Here's some more details:
(gdb) b ops.c:135
(gdb) c
(gdb) watch tiling->managed_list
(gdb) c
Notice how you'll get something like this:
#0 0x000055cd3c8e4e0a in free_node (ptrlist=0x55cd3dfdb2d0, node=0x55cd3e055210) at ptrlist.c:19
#1 0x000055cd3c8e53a0 in ptrlist_remove (ptrlist=0x55cd3dfdb2d0, ptr=0x55cd3df85180) at ptrlist.c:121
#2 0x00007f2656a257e1 in tiling_do_managed_remove (ws=0x55cd3dfdb210, reg=0x55cd3df85180) at tiling.c:673
#3 0x00007f2656a258f8 in tiling_managed_remove (ws=0x55cd3dfdb210, reg=0x55cd3df85180) at tiling.c:697
#4 0x000055cd3c8b33fe in region_managed_remove (mgr=0x55cd3dfdb210, reg=0x55cd3df85180) at region.c:234
#5 0x000055cd3c8b3b39 in region_detach_manager (reg=0x55cd3df85180) at region.c:576
#6 0x000055cd3c8b5641 in doit_reparent (mgr=0x55cd3e056ba0, par=0x55cd3df455a0, fp=0x7ffe1f188240, cont=0x55cd3c8ce580 <group_do_attach_final>, cont_param=0x7ffe1f1882b0, reg=0x55cd3df85180) at attach.c:86
#7 0x000055cd3c8b58f2 in region_attach_helper (mgr=0x55cd3e056ba0, par=0x55cd3df455a0, fp=0x7ffe1f188240, fn=0x55cd3c8ce580 <group_do_attach_final>, fn_param=0x7ffe1f1882b0, data=0x7ffe1f188290) at attach.c:171
#8 0x000055cd3c8ce96f in group_do_attach (ws=0x55cd3e056ba0, param=0x7ffe1f1882b0, data=0x7ffe1f188290) at group.c:729
#9 0x00007f2656a31cfb in mod_tiling_untile (tiling=0x55cd3dfdb210) at ops.c:148
That's where your memory corruption occurs. I don't know enough about the mechanics here. Maybe a simple copy of the ptr list and then a freeing at the end of the loop would do it?

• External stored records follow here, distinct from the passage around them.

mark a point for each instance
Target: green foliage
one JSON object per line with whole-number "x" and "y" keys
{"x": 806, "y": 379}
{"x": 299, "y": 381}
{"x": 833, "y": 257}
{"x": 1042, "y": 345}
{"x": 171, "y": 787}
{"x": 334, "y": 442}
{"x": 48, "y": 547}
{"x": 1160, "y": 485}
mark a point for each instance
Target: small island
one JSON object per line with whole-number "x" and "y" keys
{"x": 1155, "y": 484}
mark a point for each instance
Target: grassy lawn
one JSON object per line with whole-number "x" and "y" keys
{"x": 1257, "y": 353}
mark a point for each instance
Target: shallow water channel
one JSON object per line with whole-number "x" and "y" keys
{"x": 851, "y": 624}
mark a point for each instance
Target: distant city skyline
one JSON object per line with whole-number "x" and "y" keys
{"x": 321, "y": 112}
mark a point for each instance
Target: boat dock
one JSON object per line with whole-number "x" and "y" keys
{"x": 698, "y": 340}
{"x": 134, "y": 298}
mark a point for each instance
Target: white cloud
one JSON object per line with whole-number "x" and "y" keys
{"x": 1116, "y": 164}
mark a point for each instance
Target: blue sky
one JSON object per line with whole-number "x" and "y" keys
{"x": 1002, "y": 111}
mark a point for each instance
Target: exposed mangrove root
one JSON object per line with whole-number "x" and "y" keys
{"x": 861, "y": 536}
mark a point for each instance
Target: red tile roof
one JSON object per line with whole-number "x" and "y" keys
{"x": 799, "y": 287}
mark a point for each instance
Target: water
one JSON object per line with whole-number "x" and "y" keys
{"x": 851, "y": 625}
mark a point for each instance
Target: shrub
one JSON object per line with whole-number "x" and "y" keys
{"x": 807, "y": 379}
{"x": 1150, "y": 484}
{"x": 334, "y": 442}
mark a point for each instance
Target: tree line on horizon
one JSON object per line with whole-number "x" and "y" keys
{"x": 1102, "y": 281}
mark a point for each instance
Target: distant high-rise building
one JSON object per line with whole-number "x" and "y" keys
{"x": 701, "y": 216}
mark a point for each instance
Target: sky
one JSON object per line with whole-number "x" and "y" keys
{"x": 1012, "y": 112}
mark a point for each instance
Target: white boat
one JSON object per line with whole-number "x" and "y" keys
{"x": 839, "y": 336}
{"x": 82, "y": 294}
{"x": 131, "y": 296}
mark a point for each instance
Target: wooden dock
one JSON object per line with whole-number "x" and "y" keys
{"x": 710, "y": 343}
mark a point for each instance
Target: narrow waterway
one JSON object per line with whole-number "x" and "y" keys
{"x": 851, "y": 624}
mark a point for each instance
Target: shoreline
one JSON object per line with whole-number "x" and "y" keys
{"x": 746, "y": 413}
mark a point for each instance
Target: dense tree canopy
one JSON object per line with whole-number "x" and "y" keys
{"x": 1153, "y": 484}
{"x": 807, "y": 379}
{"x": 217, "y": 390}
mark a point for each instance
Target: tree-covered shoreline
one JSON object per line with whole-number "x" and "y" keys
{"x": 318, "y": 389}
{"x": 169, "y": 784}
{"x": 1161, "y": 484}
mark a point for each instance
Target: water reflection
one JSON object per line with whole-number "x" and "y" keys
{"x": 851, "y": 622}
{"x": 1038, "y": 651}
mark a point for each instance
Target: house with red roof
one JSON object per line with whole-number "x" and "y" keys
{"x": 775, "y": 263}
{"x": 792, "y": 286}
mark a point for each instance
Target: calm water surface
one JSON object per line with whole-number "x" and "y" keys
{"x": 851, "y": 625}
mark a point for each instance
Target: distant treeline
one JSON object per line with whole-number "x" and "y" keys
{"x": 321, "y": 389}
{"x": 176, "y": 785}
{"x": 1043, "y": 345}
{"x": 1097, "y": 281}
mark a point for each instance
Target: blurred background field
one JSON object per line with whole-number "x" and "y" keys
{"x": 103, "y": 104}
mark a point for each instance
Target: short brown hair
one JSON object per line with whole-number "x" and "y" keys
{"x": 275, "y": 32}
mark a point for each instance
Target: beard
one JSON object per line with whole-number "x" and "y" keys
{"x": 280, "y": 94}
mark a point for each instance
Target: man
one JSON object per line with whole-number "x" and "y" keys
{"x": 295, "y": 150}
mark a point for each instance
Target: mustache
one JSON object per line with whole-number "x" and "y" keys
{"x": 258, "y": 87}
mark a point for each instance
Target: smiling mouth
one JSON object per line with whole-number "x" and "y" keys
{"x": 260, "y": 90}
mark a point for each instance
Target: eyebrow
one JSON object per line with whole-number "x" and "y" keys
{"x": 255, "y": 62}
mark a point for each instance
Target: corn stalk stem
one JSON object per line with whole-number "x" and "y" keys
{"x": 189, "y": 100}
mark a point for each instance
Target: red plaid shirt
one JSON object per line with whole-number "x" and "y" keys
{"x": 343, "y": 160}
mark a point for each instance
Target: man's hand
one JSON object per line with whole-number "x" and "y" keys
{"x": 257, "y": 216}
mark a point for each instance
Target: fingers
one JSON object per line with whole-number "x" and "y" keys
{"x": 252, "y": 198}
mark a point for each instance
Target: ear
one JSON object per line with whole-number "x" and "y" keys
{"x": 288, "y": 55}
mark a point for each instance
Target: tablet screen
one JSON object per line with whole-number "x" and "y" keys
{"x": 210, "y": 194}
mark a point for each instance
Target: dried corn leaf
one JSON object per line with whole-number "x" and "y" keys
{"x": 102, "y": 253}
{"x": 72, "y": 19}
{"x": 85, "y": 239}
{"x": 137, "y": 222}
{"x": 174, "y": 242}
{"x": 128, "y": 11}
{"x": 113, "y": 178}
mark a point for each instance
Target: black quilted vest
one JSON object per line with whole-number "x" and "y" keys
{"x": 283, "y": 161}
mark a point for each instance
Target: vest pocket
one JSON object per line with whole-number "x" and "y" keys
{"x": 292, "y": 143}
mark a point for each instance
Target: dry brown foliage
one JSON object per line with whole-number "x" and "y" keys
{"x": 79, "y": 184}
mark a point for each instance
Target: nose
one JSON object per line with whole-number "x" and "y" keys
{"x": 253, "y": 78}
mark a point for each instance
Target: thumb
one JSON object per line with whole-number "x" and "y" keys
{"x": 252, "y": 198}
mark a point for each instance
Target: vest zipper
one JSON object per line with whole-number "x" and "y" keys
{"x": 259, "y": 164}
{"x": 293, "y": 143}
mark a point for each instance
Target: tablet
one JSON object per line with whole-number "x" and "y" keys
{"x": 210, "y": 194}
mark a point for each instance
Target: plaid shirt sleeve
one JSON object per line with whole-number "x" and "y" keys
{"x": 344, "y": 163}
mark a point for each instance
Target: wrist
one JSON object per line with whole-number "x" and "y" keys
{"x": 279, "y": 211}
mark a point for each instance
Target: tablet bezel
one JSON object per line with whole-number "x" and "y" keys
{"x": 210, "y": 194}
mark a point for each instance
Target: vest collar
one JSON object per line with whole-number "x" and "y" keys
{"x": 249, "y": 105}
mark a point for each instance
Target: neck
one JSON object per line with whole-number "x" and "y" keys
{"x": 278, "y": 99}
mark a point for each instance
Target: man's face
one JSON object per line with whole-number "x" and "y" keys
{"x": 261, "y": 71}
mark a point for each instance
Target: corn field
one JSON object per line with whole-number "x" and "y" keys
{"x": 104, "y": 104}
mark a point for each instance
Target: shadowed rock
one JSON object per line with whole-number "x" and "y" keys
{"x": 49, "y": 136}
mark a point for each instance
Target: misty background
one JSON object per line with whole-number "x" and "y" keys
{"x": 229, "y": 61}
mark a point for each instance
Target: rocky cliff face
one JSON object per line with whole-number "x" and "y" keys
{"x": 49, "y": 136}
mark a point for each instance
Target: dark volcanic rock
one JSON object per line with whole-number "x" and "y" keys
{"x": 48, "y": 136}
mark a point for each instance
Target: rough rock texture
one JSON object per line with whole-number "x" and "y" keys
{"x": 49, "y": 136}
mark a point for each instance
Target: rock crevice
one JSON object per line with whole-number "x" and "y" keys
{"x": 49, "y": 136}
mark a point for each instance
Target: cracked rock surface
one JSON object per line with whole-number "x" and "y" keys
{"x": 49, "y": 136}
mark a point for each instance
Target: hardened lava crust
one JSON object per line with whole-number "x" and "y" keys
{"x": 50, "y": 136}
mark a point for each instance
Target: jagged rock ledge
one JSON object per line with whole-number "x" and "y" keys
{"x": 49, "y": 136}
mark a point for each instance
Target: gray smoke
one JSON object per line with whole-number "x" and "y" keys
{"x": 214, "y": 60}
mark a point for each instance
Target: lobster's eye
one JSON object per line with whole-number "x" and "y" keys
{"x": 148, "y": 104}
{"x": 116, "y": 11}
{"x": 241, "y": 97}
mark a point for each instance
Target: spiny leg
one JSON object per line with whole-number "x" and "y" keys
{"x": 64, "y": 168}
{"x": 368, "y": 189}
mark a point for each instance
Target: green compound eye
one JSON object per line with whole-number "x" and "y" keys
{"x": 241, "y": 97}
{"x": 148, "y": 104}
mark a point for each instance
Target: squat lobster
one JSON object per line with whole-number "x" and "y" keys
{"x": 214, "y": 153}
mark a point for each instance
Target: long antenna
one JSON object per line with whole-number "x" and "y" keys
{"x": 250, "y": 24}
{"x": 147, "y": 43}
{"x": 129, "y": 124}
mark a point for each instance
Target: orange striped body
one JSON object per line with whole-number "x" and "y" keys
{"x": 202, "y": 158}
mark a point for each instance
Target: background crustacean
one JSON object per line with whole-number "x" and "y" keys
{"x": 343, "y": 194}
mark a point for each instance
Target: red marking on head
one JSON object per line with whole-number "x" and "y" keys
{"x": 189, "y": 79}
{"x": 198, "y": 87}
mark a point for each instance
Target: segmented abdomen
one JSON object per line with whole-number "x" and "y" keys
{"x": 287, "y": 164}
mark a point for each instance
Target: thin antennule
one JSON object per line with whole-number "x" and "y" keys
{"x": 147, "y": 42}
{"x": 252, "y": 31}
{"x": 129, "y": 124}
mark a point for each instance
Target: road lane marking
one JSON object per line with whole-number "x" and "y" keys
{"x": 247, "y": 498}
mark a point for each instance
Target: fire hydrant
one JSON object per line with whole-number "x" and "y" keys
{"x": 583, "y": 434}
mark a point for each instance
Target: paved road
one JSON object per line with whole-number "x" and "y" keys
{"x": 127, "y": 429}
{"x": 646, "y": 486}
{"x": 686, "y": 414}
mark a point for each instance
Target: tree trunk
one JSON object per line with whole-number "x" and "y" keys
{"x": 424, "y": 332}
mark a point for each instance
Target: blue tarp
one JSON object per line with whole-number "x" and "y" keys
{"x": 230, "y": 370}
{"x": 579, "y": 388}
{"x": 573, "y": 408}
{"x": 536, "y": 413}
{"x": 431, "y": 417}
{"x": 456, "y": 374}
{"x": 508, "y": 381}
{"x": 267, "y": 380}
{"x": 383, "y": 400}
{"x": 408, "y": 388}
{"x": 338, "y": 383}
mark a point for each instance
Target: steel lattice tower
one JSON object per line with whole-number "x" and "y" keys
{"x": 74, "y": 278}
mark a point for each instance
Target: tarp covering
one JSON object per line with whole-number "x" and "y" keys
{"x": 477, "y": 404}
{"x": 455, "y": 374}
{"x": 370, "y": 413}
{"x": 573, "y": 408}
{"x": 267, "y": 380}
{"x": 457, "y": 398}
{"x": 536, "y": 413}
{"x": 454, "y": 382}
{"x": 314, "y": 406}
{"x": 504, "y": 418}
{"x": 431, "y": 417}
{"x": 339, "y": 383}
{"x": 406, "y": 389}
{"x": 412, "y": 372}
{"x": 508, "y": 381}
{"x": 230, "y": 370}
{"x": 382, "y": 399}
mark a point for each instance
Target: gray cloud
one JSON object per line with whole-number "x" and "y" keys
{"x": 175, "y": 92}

Ouch, sorry about that. Before 8d3f262 that splittree_remove was already there, but perhaps triggered under different/fewer conditions. That if(!reused)
that got removed looks potentially relevant I guess...
I'll look into it more
Thanks!
it's calling ptrlist_remove(&(ws->managed_list), reg);
in tiling_do_managed_remove
which we identified from above as the issue here.
Here's a really cheap solution
a/mod_tiling/ops.c b/mod_tiling/ops.c
index 0bd21912..bc5059d9 100644
--- a/mod_tiling/ops.c
+++ b/mod_tiling/ops.c
@@ -147,13 +147,20 @@ bool mod_tiling_untile(WTiling *tiling)
reg2=group_do_attach(grp, ¶m, &data);
+ // See #334: tiling->unsplit from the context menu crashes notion
+ if(tiling->managed_list == NULL) {
+ break;
+ }
+
if(reg2==NULL)
warn(TR("Unable to move a region from tiling to group."));
}
tiling->batchop=FALSE;
- region_dispose((WRegion*)tiling);
+ if(tiling->managed_list != NULL) {
+ region_dispose((WRegion*)tiling);
+ }
return TRUE;
}
we can probably do better than that
I'm also open to just using this and then opening up a more minor memory leak bug which I'm sure is sitting around somewhere in this hack and then just move on.
I merged #357 - do you want to keep this issue open to keep looking for a clearer solution or rather close it?
no ... let me handle that
apparently only you have the privilege of closing. Feel free to do that now that we have documented and opened up the more major and now less visible issue.